If we compare the ride characteristics of these motorcycles, then Himalayan, thanks to the geometry of the frame and suspension, certainly wins in terms of comfort when traveling off-road. Biometrics of passenger boarding at a level above the rider is also a plus for a long journey. However, the lack of a kick starter, with unstable electronics, can turn into a problem. Of course, traversing long stretches of technical terrain on a vintage chopper may seem like an unjustified inconvenience. On the other hand, the endurance and cross-country ability of the Classic has been tested many times in our own experience. The most common malfunctions and problems when operating a motorcycle on this trip are clutch wear due to inept shifting, engine overheating and loss of power when refueling with low-quality fuel. Preliminary briefing and a team of mechanics accompanying the group throughout the route helps to prevent and eliminate problems.
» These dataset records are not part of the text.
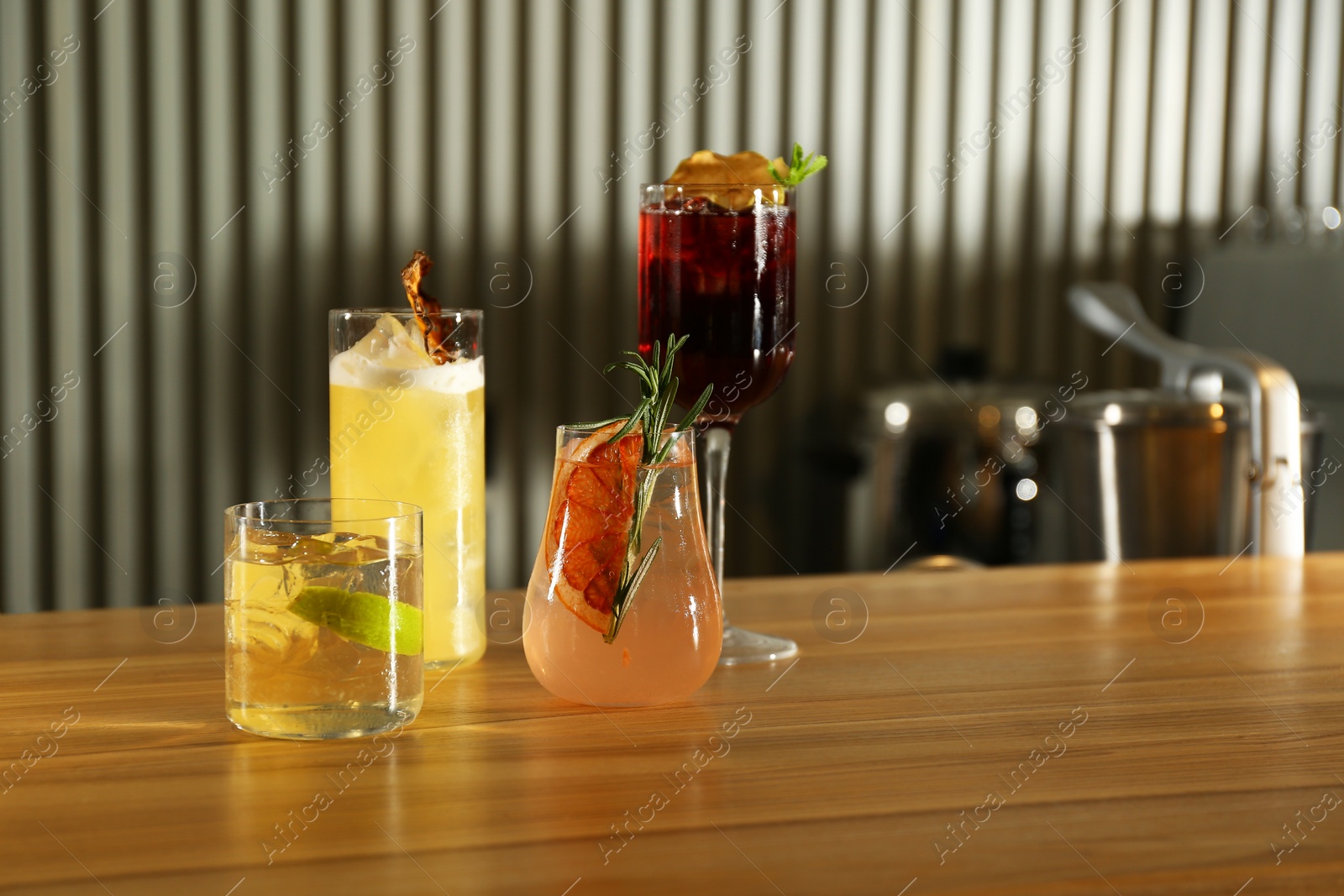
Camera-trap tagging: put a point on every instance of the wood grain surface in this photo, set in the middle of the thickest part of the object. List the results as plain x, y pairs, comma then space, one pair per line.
1168, 727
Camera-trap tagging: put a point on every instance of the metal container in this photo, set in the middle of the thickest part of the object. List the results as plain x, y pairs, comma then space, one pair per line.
947, 470
1148, 473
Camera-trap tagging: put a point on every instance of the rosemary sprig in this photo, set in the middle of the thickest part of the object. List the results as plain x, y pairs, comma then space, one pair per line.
800, 168
658, 392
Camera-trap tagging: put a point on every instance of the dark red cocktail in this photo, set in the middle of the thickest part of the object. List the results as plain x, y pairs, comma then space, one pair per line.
717, 266
725, 280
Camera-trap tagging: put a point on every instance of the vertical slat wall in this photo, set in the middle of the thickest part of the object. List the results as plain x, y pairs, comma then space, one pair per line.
187, 188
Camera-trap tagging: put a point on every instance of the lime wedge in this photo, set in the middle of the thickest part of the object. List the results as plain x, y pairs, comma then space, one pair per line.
365, 618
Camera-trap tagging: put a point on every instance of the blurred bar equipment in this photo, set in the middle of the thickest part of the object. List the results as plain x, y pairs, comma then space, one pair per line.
1209, 464
951, 472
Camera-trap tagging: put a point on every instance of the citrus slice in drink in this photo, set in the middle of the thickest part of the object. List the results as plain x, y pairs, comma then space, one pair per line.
365, 618
593, 506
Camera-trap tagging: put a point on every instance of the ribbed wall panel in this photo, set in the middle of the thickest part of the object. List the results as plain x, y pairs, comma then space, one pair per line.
197, 184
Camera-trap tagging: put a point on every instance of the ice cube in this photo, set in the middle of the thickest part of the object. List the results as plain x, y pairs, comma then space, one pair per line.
262, 546
391, 344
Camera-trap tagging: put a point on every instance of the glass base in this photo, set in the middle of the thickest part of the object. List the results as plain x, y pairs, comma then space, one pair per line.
323, 723
743, 647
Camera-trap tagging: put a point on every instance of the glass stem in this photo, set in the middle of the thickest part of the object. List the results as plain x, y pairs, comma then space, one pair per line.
717, 443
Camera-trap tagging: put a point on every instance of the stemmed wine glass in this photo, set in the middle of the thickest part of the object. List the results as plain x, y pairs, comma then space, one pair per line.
722, 273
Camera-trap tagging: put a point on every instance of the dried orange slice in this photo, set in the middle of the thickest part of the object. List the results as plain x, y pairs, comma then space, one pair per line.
591, 510
721, 172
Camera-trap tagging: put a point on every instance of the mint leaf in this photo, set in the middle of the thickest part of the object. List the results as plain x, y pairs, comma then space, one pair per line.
800, 168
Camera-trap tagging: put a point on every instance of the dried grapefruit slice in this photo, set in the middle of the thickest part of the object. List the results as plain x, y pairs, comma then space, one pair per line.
591, 510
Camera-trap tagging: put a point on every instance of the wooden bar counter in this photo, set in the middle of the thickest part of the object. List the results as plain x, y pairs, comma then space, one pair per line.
1167, 727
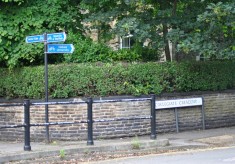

Without a doubt, the Valley of the Wind route – is a challenge endurance for both bike and rider. Due to the technical complexity of the route, the planned 150-200 km per day take from 6 to 12 hours on the road. The sometimes ascetic conditions of overnight stays in tent camps at low temperatures, uncharacteristic pressure and rarefied air – certainly a way out of the usual comfort zone. However, my personal formula for life states that without overcoming great difficulties, there are no truly great achievements. Therefore, standing on the “top of the world” and contemplating it from top to bottom, you can see and feel what was inaccessible from a different angle.